The stated policy rationale here appears to be based on a negative bias against traditional surrogacy which is neither appropriate nor justified. The language used presumes that the surrogate mother who is genetically related to the child either abandons the child or is forced to relinquish or sell it. There is no acknowledgement that many women volunteer to become surrogate mothers using their own eggs because they want to help others to have a child. They generally do not consider the child they are carrying to be their own child.
It is also stated that the exclusion of traditional surrogacy is intended as a human rights measure “to prevent a surrogate mother from being coerced into selling her own child”. For women who volunteer to become surrogates for altruistic reasons, such as family relatedness or friendship and are willing to use their own eggs - no money changes hands, there is no financial coercion or exploitation, and therefore this policy rationale does not apply. It is difficult to see how prohibiting a surrogate mother from using her own eggs prevents potential exploitation. While I accept that there may be concerns in relation to potential exploitation of women of lower socioeconomic class, the avoidance of such potential exploitation will not be achieved by this Bill.
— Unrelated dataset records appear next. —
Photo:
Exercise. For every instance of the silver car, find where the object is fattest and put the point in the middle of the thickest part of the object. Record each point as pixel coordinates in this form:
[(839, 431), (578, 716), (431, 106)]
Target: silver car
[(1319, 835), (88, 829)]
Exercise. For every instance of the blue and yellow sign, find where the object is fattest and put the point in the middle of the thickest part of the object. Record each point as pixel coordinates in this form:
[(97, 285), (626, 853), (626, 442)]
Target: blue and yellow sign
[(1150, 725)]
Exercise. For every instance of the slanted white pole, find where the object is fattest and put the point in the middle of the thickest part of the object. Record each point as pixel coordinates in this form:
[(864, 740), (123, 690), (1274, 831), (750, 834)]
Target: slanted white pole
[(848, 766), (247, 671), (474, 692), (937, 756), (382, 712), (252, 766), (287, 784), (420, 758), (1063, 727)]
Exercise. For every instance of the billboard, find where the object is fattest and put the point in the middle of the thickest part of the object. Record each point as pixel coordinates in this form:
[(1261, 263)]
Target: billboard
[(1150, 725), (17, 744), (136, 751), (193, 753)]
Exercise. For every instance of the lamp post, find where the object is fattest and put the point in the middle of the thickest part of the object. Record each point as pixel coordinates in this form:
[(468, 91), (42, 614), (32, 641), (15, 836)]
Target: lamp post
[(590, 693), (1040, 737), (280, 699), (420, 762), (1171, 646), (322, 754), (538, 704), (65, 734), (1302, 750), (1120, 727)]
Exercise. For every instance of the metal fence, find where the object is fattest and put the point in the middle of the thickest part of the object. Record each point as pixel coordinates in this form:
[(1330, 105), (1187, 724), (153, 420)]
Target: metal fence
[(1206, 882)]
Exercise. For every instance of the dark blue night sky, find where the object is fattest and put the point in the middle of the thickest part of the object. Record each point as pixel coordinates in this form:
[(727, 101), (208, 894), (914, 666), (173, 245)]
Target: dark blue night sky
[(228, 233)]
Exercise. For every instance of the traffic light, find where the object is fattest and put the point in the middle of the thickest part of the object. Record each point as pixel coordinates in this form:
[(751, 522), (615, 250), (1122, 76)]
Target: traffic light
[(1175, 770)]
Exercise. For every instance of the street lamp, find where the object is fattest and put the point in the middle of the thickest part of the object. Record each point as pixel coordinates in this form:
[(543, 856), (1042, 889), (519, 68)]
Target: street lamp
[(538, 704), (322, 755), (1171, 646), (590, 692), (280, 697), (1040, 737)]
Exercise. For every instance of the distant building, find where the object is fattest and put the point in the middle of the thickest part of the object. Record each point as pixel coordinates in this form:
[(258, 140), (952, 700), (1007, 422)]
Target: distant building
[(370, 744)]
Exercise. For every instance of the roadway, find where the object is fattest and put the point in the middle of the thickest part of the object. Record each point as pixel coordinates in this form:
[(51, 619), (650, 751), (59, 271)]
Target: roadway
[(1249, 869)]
The language used also leads us to conclude that women are unable to make a decision to become surrogates without being forced or coerced. Language is important in the law – this is not facilitating a black market in babies, there is no sale of a child here - children are not capable of being owned and therefore cannot be bought and sold as a commodity. In surrogacy there is a transfer of parental rights to one or more of the child’s genetic parentsfollowing an agreement entered into between consenting adults as part of which the surrogate’s expenses over the period of the pregnancy may be reimbursed.
Under the current proposals a declaration of parentage may only be made with the consent of the surrogate, unless she is deceased or cannot be located. Where she refuses to give consent, she will remain the legal mother, can receive the agreed payment, and presumably can seek a court order for maintenance against the genetic parents. The genetic father may apply for guardianship, which is not automatic. The genetic mother cannot apply for guardianship as the surrogate mother is regarded as the legal mother. This position is patently discriminatory against women in circumstances where both of the intended parents' own genetic material is used. I strongly recommend the adoption of a judicial pre-authorisation model similar to California or New Hampshire in the United States which ensures independent judicial scrutiny of the arrangement, oversight of the voluntariness of all parties, and the prioritisation of the best interests of the child which in almost all surrogacy cases will be to be regarded as the legal child of its intended genetic parents from the moment of birth.
Finally, although the Bill does make provision for reasonable expenses to be paid, the consequences of transgression are extremely harsh and result in potential criminal prosecution as well as loss of eligibility to apply for a declaration of parentage. In such circumstances, what is the outcome for the child? Who are the legal parents? If a court were asked to decide on the parentage of a child in such circumstances, the court would surely be obliged to prioritise the best interests of the child irrespective of whether the provision relating to payment was violated, the result of which in most cases would be to grant parentage and custody to the intended parents. Therefore the policy is likely to be ignored in practice as has occurred in other jurisdictions.